The villain as we discover soon enough, is Kaga. A mutant who loathes the X-Men for their idealized bodies — the X-Men as the paragon of mutant perfection. The interesting move offered by Ellis is of course the idealized vision of the X-Men. One that goes back to their genesis in the ’60s with Lee & Kirby. An expected move, and one worthy of a writer the caliber of Ellis. But an even more interesting a move the writer offers is the psychological ideation of the X-Men. The problem is not so much that they look perfect. It is that they have evolved to become perfect. They’ve become nourished on the legend of their own indomitable capacities. Unstoppable, resilient, ultra-competent.

This really isn’t simply the story of the Texas Revolution here. There’s a deeper mechanic at play here.
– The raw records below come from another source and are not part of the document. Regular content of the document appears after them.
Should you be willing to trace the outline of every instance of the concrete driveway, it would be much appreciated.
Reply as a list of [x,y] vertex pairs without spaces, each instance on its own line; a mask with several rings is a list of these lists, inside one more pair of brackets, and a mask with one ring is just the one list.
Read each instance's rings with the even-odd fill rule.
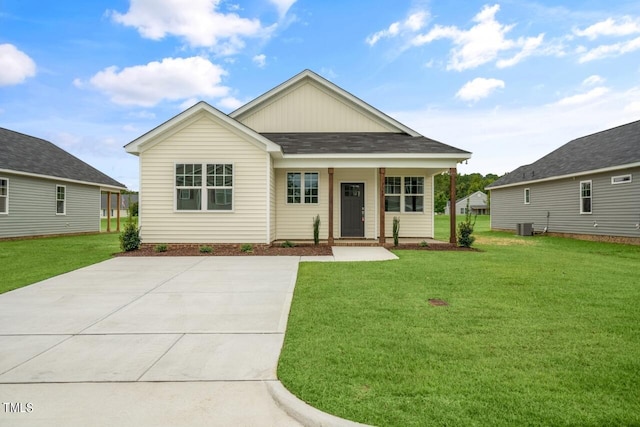
[[0,425],[299,425],[267,391],[298,261],[122,257],[0,295]]

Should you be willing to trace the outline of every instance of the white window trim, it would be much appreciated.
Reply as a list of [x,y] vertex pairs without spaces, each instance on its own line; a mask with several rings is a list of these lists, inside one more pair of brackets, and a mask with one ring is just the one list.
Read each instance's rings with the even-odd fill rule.
[[[584,212],[582,210],[582,184],[586,184],[589,183],[589,199],[591,199],[591,212]],[[580,181],[580,215],[591,215],[593,214],[593,181],[592,180],[586,180],[586,181]]]
[[[629,179],[626,179],[629,178]],[[621,181],[617,181],[616,179],[621,180]],[[630,182],[632,182],[632,175],[626,174],[626,175],[618,175],[618,176],[612,176],[611,177],[611,184],[613,185],[619,185],[619,184],[629,184]]]
[[[289,201],[289,180],[287,179],[290,173],[299,173],[300,174],[300,203],[295,203],[295,202],[290,202]],[[305,173],[315,173],[318,175],[318,201],[313,203],[313,202],[305,202],[304,200],[304,191],[305,191],[305,183],[304,183],[304,174]],[[309,205],[309,206],[317,206],[320,204],[320,172],[319,171],[299,171],[299,170],[293,170],[293,171],[285,171],[284,174],[284,199],[285,199],[285,204],[290,205],[290,206],[297,206],[297,205]]]
[[[58,189],[59,188],[64,188],[64,199],[62,200],[62,206],[63,206],[63,210],[62,212],[58,212],[58,202],[60,201],[60,199],[58,199]],[[67,186],[66,185],[56,185],[56,215],[66,215],[67,214]]]
[[[202,166],[202,184],[199,187],[178,187],[176,185],[176,165],[200,165]],[[231,165],[231,180],[233,185],[231,187],[208,187],[207,186],[207,165]],[[173,163],[173,212],[179,214],[230,214],[234,213],[236,210],[236,165],[234,162],[230,162],[227,160],[212,160],[212,161],[193,161],[193,160],[185,160],[180,162]],[[231,210],[215,210],[215,209],[207,209],[209,189],[214,188],[231,188]],[[191,189],[199,189],[200,190],[200,209],[178,209],[178,191],[177,190],[191,190]]]
[[0,212],[0,215],[9,215],[9,178],[4,178],[0,176],[0,179],[7,182],[7,195],[0,196],[6,199],[6,203],[5,203],[6,210],[4,212]]

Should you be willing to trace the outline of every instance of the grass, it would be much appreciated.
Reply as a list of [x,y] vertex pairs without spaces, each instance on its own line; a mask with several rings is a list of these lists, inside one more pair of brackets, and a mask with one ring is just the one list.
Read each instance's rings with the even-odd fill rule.
[[481,252],[301,264],[281,381],[379,426],[640,425],[640,247],[480,218]]
[[0,293],[109,259],[117,233],[0,241]]

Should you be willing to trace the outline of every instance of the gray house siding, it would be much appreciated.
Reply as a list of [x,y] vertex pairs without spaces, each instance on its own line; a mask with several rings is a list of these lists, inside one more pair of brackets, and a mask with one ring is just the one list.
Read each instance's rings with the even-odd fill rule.
[[[631,182],[611,183],[613,176],[628,174]],[[589,180],[592,213],[581,214],[580,182]],[[515,230],[517,223],[532,222],[536,232],[548,227],[551,233],[640,237],[640,168],[491,189],[491,207],[492,229]]]
[[[8,214],[0,238],[100,231],[100,188],[64,181],[0,174],[9,180]],[[66,213],[56,214],[56,186],[66,189]]]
This isn’t simply the individuated X-Men (like Texans, Sam Houston, Davy Crockett) up against the Zerg-like collectivity of Kaga’s exogenetic mutations (playing out a role similar to the supermassive Mexican military led by the Napoleon of the West). The real game here is the crippling of one kind of human psychology, and the emergence of something entirely new. It is the story of cultural synthesis, the kind of mentality emerging from the way we read the internet.
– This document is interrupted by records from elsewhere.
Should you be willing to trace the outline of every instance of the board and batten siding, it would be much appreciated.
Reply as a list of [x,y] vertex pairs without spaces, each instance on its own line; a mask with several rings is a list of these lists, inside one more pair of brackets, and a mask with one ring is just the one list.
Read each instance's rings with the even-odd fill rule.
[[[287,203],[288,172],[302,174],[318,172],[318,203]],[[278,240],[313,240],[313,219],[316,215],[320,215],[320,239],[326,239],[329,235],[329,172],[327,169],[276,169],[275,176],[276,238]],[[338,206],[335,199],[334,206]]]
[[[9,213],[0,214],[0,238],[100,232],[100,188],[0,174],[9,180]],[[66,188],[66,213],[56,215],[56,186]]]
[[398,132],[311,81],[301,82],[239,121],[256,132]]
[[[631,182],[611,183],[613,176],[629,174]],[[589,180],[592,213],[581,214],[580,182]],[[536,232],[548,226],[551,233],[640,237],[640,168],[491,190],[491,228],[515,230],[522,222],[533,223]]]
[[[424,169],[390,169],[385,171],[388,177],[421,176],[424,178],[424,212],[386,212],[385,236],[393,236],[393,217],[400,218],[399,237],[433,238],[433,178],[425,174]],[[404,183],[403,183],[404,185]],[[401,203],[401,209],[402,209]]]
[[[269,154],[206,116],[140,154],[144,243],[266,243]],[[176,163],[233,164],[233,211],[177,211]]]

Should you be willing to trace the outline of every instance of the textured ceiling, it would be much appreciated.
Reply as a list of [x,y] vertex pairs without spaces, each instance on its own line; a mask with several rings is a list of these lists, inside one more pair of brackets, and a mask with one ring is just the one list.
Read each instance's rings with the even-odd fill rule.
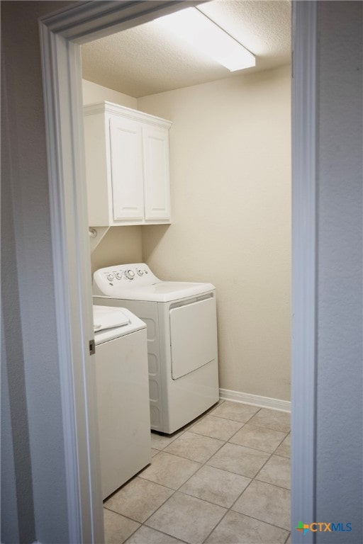
[[289,0],[213,0],[198,8],[256,55],[255,67],[230,72],[154,21],[82,45],[83,77],[139,98],[290,62]]

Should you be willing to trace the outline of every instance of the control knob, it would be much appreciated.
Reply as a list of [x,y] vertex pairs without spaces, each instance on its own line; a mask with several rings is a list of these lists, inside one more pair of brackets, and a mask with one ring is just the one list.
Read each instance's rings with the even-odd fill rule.
[[128,280],[133,280],[135,278],[135,272],[133,270],[126,270],[125,272],[125,276],[128,278]]

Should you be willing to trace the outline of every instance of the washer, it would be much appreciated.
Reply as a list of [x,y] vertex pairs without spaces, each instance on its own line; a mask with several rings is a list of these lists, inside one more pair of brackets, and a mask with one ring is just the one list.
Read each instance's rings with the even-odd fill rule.
[[125,307],[147,327],[151,428],[170,434],[219,400],[216,289],[162,281],[142,263],[94,274],[94,302]]
[[94,306],[102,497],[151,462],[146,325],[125,308]]

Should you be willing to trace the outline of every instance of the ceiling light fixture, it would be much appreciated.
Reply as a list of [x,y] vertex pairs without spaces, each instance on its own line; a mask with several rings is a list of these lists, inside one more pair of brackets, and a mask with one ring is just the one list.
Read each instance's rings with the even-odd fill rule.
[[250,51],[196,8],[176,11],[156,21],[230,72],[256,64]]

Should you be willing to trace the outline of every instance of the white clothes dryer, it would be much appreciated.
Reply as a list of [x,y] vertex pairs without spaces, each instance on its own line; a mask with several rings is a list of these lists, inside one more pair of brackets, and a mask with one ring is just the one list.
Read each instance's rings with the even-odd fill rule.
[[102,497],[151,463],[146,326],[125,308],[94,306]]
[[100,268],[94,303],[128,308],[147,325],[151,429],[170,434],[219,400],[216,288],[162,281],[145,264]]

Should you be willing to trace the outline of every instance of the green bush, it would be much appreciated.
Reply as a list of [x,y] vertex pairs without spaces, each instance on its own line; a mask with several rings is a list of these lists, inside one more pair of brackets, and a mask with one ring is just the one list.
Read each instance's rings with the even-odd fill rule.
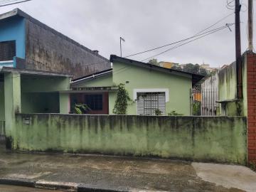
[[169,112],[168,115],[169,115],[169,116],[181,116],[183,114],[181,114],[181,113],[178,113],[175,110],[174,110],[174,111],[171,111],[171,112]]

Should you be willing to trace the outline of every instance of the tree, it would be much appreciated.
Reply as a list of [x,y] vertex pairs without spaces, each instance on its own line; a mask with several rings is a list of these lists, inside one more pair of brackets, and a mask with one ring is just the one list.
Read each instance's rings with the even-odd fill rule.
[[151,65],[158,65],[158,61],[157,61],[157,59],[152,58],[152,59],[149,60],[148,63],[151,64]]
[[132,99],[124,87],[124,84],[121,83],[118,86],[117,97],[113,109],[113,113],[126,114],[129,101],[132,101]]

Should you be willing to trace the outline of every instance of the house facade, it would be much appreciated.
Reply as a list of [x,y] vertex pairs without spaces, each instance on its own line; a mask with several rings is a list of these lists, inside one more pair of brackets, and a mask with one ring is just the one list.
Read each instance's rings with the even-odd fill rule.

Ellis’ Astonishing X-Men: Exogenetic then is not a success because it taps the old narrative of cultural collectivity versus individuation, not because it taps the same worn tropes of body ideation and idealization that Chuck Palanuik’s novels always have (since as far back as Fight Club straight thru to Snuff). But because it describes the cusp of a new wave of thought-orientation for the human. Exogenetic succeeds because it it is replete with continuities and discontinuities. Cross-cultural reading is called for, the kind that decades of reading X-Men books would have created.

And if you don’t have a history of decades of having read X-books, rest assured, Ellis provides enough access to the story being told. What changes is that after Exogenetic you will want to have decades under your belt. It is about the X-Men you will want to remember, even if you haven’t encountered them yet. It is about a time when they were the ‘Children of the Atom’. It is about Colossus no longer being there to toss Wolverine in a ‘fastball special’. It is, to quote Alexandre Dumas’ Twenty Years After about ‘all we once were, and may yet be again’. Exogenetic is the cultural bleedpoint where the internet has already become comics.
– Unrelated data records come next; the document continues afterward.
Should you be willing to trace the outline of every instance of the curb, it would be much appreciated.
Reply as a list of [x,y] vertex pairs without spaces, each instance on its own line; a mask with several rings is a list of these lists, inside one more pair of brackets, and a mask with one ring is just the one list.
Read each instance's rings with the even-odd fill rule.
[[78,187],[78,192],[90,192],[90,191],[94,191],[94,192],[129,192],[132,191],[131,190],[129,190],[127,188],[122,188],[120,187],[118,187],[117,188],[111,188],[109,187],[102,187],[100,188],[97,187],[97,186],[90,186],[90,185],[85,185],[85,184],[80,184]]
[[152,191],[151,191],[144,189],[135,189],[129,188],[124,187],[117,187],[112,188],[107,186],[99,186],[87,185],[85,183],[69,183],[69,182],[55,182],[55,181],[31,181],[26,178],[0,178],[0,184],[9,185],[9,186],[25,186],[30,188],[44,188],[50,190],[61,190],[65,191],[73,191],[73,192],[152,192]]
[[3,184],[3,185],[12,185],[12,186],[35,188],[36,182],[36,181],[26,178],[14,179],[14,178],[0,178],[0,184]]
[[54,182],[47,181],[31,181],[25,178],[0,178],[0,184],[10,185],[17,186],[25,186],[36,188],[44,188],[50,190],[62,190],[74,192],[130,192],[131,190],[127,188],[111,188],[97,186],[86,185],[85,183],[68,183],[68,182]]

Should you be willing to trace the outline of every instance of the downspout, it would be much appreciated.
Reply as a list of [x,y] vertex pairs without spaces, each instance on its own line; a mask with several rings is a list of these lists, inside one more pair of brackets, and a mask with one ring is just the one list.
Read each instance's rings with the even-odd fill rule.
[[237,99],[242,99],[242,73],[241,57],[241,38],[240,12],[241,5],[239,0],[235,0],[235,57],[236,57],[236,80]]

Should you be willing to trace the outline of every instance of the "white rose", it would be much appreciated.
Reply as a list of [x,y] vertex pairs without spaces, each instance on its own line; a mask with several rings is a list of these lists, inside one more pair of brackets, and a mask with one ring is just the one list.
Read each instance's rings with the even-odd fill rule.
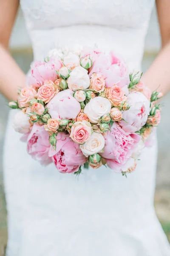
[[91,123],[95,124],[103,115],[110,113],[111,107],[111,104],[108,99],[99,96],[90,100],[85,106],[84,113]]
[[88,156],[101,152],[105,146],[105,139],[102,134],[94,132],[89,139],[79,147],[85,156]]
[[134,132],[145,124],[150,112],[150,102],[139,92],[129,93],[126,101],[130,107],[123,112],[125,121],[121,121],[120,124],[125,131]]
[[78,90],[75,93],[74,97],[79,102],[81,102],[85,100],[86,94],[84,91]]
[[73,70],[67,79],[68,88],[74,91],[87,89],[90,86],[90,83],[87,70],[80,66]]
[[26,134],[30,131],[30,124],[26,114],[20,111],[15,114],[13,119],[13,126],[15,131]]
[[80,65],[80,59],[78,55],[69,52],[68,54],[64,56],[64,64],[68,68],[73,69],[76,67]]
[[69,75],[68,69],[66,67],[62,67],[59,71],[59,74],[63,76],[64,78],[68,78]]

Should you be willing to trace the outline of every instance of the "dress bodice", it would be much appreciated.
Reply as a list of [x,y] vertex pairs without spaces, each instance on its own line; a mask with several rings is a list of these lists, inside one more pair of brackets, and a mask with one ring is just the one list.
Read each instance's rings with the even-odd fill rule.
[[114,49],[139,68],[154,0],[21,0],[34,60],[76,44]]
[[21,0],[34,60],[76,44],[114,49],[139,69],[154,0]]

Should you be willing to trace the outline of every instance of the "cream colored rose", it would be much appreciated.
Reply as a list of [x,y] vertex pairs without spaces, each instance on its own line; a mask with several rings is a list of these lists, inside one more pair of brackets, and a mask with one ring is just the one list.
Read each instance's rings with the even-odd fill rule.
[[22,134],[26,134],[30,131],[31,125],[29,117],[22,111],[20,111],[15,114],[13,121],[13,126],[15,131]]
[[83,154],[88,157],[101,152],[105,146],[105,139],[102,134],[93,132],[87,141],[80,145],[80,148]]
[[108,99],[102,97],[92,99],[85,106],[84,113],[86,114],[90,121],[97,123],[100,118],[105,114],[109,114],[111,104]]
[[87,89],[90,85],[87,70],[82,67],[77,67],[70,73],[67,83],[68,88],[74,91]]
[[96,92],[100,93],[105,90],[105,77],[100,75],[94,73],[90,79],[90,89],[93,89]]

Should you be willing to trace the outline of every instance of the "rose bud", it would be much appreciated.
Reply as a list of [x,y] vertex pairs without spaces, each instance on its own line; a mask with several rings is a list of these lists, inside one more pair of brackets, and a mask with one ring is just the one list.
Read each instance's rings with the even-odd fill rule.
[[36,99],[32,99],[29,101],[31,105],[33,105],[34,103],[38,102],[38,101]]
[[95,93],[91,90],[88,90],[85,92],[85,93],[86,94],[86,98],[88,99],[93,99],[96,97]]
[[80,65],[84,68],[88,69],[92,66],[92,61],[89,57],[82,58],[80,60]]
[[99,163],[101,160],[101,156],[97,153],[94,155],[89,156],[89,160],[91,163]]
[[17,102],[12,101],[9,102],[8,106],[12,109],[16,109],[19,108],[19,106]]
[[41,116],[44,112],[45,108],[41,103],[34,102],[31,108],[31,111],[32,113],[38,116]]
[[71,133],[71,127],[73,125],[73,123],[70,122],[68,123],[67,125],[66,130],[68,133],[70,134]]
[[49,141],[50,142],[50,144],[51,145],[53,149],[55,150],[56,149],[57,140],[55,137],[54,133],[51,136],[50,136],[49,138]]
[[30,117],[29,119],[31,123],[34,123],[37,122],[38,117],[36,115],[32,115],[32,116],[31,116]]
[[68,88],[66,81],[64,79],[62,79],[60,83],[60,86],[62,90],[65,90]]
[[78,90],[75,93],[74,97],[79,102],[81,102],[85,100],[86,94],[83,90]]
[[156,108],[155,107],[153,107],[151,108],[149,114],[150,116],[155,116],[156,112]]
[[119,122],[122,119],[122,113],[116,108],[111,108],[110,114],[113,121]]
[[42,120],[44,122],[44,123],[46,123],[48,122],[48,119],[50,118],[51,118],[51,116],[49,114],[45,114],[43,116],[42,116]]
[[100,129],[102,132],[106,132],[109,128],[109,125],[107,123],[102,123],[100,125]]
[[68,124],[69,120],[67,120],[67,119],[62,119],[62,120],[60,120],[59,121],[59,125],[62,127],[64,126],[67,126]]
[[44,128],[47,131],[50,135],[56,133],[57,130],[59,128],[59,123],[57,120],[50,118],[47,121],[47,124],[44,125]]
[[80,106],[81,106],[81,109],[83,109],[83,108],[85,108],[85,104],[84,103],[84,102],[80,102]]
[[103,98],[105,98],[106,97],[106,94],[105,92],[102,92],[100,93],[99,93],[99,96],[102,97]]
[[105,114],[102,116],[102,121],[104,122],[109,123],[110,122],[111,118],[109,114]]
[[59,71],[59,75],[62,78],[68,78],[70,76],[70,73],[68,69],[65,66],[62,67]]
“I guess here’s a question,” culture researcher with Microsoft, Jonathan Grudin, offers in a 2009 interview on the way in which the internet is remodulating our consciousness, “If a student has an assignment to write an essay on a book or on a short story will they do better if they read the short story and think about it hard for two days, and write the essay? Or will they do better, and come up with something they feel better about, if they read the short story and think about it some and go out and 40 or 50 essays that other people have written about it, and synthesize that, reconcile that, asses the quality of the different things they’ve read and put together something different. And I think that they may be able to do the latter in a shorter period of time and come out with something they feel better about.”

But in the final analysis, Grudin describes a cultural circuit tapped by comics almost since the medium’s inception. The story of comics as Water Margin, as the rallying point, the gathering point. The story of the medium is uniquely the story of where heroes gather. Comics is Valhalla, it is X-Men, Justice League, it is Spidey swinging by in the background of a Fantastic Four book. It is the flowering of human empathy.

“Another example of a change that I think that these technologies are bringing about is that maybe optimistically that I think that by skimming and bouncing around,” Grudin offers later in that same interview, “we’ll inevitably encounter many points of view and as a result we’ll become a more tolerant species. I think empathy and capacity for tolerance are part of being human. And being exposed to so many more sources of information and perspectives from new technology can change us as well.”